Cualquiera que fuera el patrón exacto una vez que se revelaron los registros bancarios en el proceso legal, que un hombre manejara los pagos de forma tan deliberada no fue una casualidad.
—Háblame de mi hija —dije, y mi voz salió más firme de lo que me sentía.
El rostro de Denise cambió. Se suavizó de una manera que me indicó que, pasara lo que pasara después, lo había estado cargando desde que renunció.
“Aene llegaba diferente a como se iba. Siempre”, dijo. “Las primeras visitas, estaba triste. Triste, con el corazón roto. De esa tristeza que se ve mucho en un lugar así. Hablaba, lloraba un poco, pero seguía siendo ella misma”.
Hizo una pausa.
“Para la tercera o cuarta visita, ya no estaba del todo lúcida. Iba más lenta. Estaba confundida sobre cosas que no deberían haberla confundido. Su esposo se sentaba con ella durante mucho tiempo en la trastienda. El personal no tenía permitido entrar durante esas sesiones.”

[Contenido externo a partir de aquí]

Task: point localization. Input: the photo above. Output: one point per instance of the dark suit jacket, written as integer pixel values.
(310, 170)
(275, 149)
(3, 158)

Sentí que algo me subía por la garganta, algo que no era del todo náuseas ni del todo rabia.
Algo nuevo creado a partir de ambos a la vez.
“¿Qué le estaba dando?”
—Nunca lo vi con exactitud —dijo Denise con cautela—. No me permitían acercarme a esa habitación. Pero sé cómo se veía una persona al entrar y cómo se veía ella al salir. Y al final, no era la misma persona.
Ella negó con la cabeza lentamente.
“He visto suficiente de esta vida como para saber cuándo alguien está siendo cambiado a propósito. Eso no era terapia. Era algo que le estaban haciendo.”
Me senté con las manos planas sobre la mesa, apoyándome en la madera como si pudiera sostenerme si la dejaba.
—¿Por qué me dices esto ahora? —pregunté—. ¿Por qué no antes?
“Porque renuncié por una razón”, dijo. “Y porque tu hija no es la única joven a la que vi entrar por esa puerta”.
El ruido del restaurante seguía resonando a nuestro alrededor.
Tenedores, tazas de café y la radio de alguien sonando a bajo volumen detrás del mostrador.
Sonidos cotidianos de una tarde cualquiera, mientras yo permanecía paralizado en medio de todo, tratando de comprender lo que acababa de decirme.
Aene no fue la primera.
Cordelia me llamó un martes por la mañana con una voz que nunca antes le había oído usar, un tono tan bajo que me indicó que me sentara antes de decir nada más.
«Norwood estuvo casado antes que usted», dijo. «Brevemente, hace nueve años. No sé por qué nunca salió a relucir, pero es información pública si sabe dónde buscar. Y terminó rápido. Dieciocho meses. No tuvo hijos propios, pero su esposa de entonces tenía una hija de una relación anterior. Tenía diecinueve años cuando terminó el matrimonio».
Sentí que el suelo se inclinaba ligeramente bajo una silla que no se había movido.
"¿Qué pasó?"
“No hay ninguna demanda registrada. Ningún caso penal. Solo un acuerdo privado presentado bajo secreto de sumario y un nombre que aparece una sola vez en un antiguo expediente civil antes de desaparecer tras un acuerdo de confidencialidad.”
Cordelia hizo una pausa.
“Encontré a la exesposa. No a la hija directamente. A la madre. La contacté ayer y me colgó dos veces antes incluso de saber quién era yo.”
Entendí esa reacción mejor que probablemente Cordelia.
Una mujer no cuelga dos veces el teléfono a un desconocido a menos que aquello por lo que pregunta todavía tenga dientes.
Pasaron tres días más antes de que Cordelia volviera a llamar para decir algo.
La mujer se llamaba Patrice, y cuando finalmente accedió a tener una conversación más larga, le dijo claramente a Cordelia que estaba aterrorizada.